There is a noise from the press box and I see the young man with the notebook sidle out of the row of seats, his book stuffed messily into his jacket pocket. He gives a bob of his head in the direction of the bench before exiting, leaving the door swinging behind him.
‘Court rise.’
As the magistrate leaves court, the hum of conversation grows louder, and I see my solicitor lean over towards the prosecution. They laugh about something, then he comes over to the dock to speak to me.
‘A good result,’ he says, all smiles now. ‘The case has been adjourned for sentencing at Crown Court on the seventeenth of March – you’ll be given information about legal aid and your options for representation. Safe trip home, Ms Gray.’
It feels strange to walk freely out of the courtroom, after twenty-four hours in a cell. I go to the canteen and buy a take-away coffee, burning my tongue in my impatience to taste something stronger than police station tea.
There is a glass roof above the entrance to Bristol Magistrates’ Court, which gives shelter from the drizzle to small groups of people, speaking urgently to each other between drags of cigarettes. As I walk down the steps I’m jostled by a woman heading in the opposite direction, and coffee seeps through the ill-fitting plastic lid and on to my hand.
‘Sorry,’ I say automatically. But as I stop and glance up I see that the woman has stopped too, and that she is holding a microphone. A sudden
flash of light startles me and I look up to see a photographer a few feet away from me.
‘How do you feel about the prospect of prison, Jenna?’
‘What? I—’
The microphone is thrust so close it almost brushes my lips.
‘Will you be sticking by today’s guilty plea? How do you think Jacob’s family are feeling?’
‘I, yes, I—’
People are pushing me from every angle, the reporter’s questions shouted over a chanting I can’t decipher. There is so much noise it’s like being in a football stadium, or a concert arena.

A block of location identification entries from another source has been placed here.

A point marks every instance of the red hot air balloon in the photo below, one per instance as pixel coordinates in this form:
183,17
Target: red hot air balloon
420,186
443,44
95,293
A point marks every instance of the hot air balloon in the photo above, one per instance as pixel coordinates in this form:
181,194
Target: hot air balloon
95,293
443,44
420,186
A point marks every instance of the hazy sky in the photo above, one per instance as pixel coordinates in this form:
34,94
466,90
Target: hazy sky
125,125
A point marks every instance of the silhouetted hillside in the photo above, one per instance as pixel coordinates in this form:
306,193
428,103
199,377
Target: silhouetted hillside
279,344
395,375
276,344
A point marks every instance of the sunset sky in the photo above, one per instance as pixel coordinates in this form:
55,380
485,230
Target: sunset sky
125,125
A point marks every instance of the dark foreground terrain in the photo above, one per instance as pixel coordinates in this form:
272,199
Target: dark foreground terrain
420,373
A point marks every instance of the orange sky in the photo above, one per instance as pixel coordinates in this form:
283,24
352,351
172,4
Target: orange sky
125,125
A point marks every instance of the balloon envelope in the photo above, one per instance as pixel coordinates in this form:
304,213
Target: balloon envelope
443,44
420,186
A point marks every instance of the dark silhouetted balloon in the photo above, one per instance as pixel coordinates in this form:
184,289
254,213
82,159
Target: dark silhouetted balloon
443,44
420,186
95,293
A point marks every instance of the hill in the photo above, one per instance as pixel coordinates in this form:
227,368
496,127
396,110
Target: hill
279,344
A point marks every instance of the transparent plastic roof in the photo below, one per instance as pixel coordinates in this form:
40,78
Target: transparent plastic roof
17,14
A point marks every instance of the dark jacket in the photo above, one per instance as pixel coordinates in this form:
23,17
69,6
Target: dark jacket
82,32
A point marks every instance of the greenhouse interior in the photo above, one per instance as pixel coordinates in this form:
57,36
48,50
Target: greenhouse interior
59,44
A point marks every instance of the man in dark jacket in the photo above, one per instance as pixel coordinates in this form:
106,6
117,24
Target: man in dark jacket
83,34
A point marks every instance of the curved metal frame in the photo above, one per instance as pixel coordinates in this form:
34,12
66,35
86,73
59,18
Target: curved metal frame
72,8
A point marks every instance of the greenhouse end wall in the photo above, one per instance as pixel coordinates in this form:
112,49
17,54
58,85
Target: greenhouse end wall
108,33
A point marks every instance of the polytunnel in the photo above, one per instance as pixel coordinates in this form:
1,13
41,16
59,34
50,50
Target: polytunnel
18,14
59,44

I can’t breathe, and when I try to turn I’m pushed in the opposite direction. Someone pulls at my coat, and I lose my balance, falling heavily against someone who pushes me roughly upright. I see a placard, clumsily made and brandished high above the small throng of protesters. Whoever has written it has started too large, and the last few letters have been squeezed together to make it fit. Justice for Jacob!
That’s it. That’s the chant I can hear.
‘Justice for Jacob! Justice for Jacob!’ Over and over, until the shouts seem to come from behind and all around me. I look to the side for a space but there are people there too, and my coffee falls from my hand and loses its lid as it hits the ground, liquid splashing my shoes and running down the steps. I stumble again, and for a second I think I’m going to fall and be crushed underfoot by this furious mob.
‘Scum!’
I make out an angry twisted mouth and a pair of enormous hooped earrings that swing from side to side. The woman makes a primitive sound at the back of her throat, then spits the glutinous result at my face. I turn my face just in time, and feel the warm saliva land on my neck and slide beneath the collar of my coat. It shocks me as much as if she had punched me, and I cry out and hide my face behind raised arms, waiting for the next offensive.
‘Justice for Jacob! Justice for Jacob!’
I feel an arm grip my shoulder and I tense, twisting away and looking frantically for a way out.